![Happy Pregnant Woman Images - Free Download on Freepik](https://img.freepik.com/free-photo/portrait-happy-pregnant-woman-touching-her-belly_171337-7024.jpg)
Having a baby is energetically much more expensive than commonly thought, according to new research.
In fact, over the course of a pregnancy, creating and carrying a little one takes 49,753 dietary calories — the equivalent of 199 Snickers candy bars each containing 250 calories, said Dr. Dustin Marshall, a coauthor of the study published May 16 in the journal Science.

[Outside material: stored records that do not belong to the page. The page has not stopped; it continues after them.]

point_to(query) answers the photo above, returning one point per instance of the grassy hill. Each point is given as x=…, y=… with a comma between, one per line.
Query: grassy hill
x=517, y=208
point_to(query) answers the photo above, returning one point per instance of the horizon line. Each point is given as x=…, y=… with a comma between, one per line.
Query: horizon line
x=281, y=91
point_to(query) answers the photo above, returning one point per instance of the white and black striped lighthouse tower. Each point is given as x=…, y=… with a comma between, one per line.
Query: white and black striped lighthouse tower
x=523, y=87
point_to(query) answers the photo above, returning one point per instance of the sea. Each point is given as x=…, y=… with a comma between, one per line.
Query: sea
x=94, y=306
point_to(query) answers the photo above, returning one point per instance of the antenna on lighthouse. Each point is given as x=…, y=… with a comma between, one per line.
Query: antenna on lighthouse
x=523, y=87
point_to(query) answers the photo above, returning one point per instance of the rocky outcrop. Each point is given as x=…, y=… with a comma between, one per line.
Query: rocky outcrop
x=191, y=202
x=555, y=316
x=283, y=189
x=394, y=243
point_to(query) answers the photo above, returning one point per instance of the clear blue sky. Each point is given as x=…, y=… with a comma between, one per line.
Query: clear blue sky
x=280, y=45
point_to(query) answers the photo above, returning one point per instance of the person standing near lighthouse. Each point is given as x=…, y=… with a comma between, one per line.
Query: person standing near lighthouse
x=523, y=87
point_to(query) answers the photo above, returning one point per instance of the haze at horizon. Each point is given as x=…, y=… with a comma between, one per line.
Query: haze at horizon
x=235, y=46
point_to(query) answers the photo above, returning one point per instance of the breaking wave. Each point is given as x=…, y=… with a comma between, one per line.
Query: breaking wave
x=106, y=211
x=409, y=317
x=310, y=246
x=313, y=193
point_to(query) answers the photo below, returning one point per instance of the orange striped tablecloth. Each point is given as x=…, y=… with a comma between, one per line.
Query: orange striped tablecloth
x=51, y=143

For the meta-analysis, Marshall, a professor of evolutionary biology at Monash University in Melbourne, Australia, and a team of researchers used data from thousands of existing scientific articles to look at the energy cost of several species.
“We found that the total energy it takes to reproduce is much more substantial than previously considered.”
The bulk of the additional energy a pregnant person needs goes toward developing and carrying the fetus, Ginther added.
“Most of (the) energy that mammals put into reproduction is ‘boiled off’ as metabolic heat, only 10% ends up in the actual baby,” Marshall said in an email. “When both lactation and metabolic loads are accounted for, the baby itself represents less than 1/20th of the total reproductive investment.”
The research could make a big difference in perceptions of pregnancy needs, said Dr. Eve Feinberg, associate professor of obstetrics and gynecology at Northwestern University’s Feinberg School of Medicine in Chicago. She was not involved in the research.
“I think this study is groundbreaking,” she said. “Any working pregnant woman could tell you the sheer level of exhaustion when you are pregnant … and how it consumes your life.”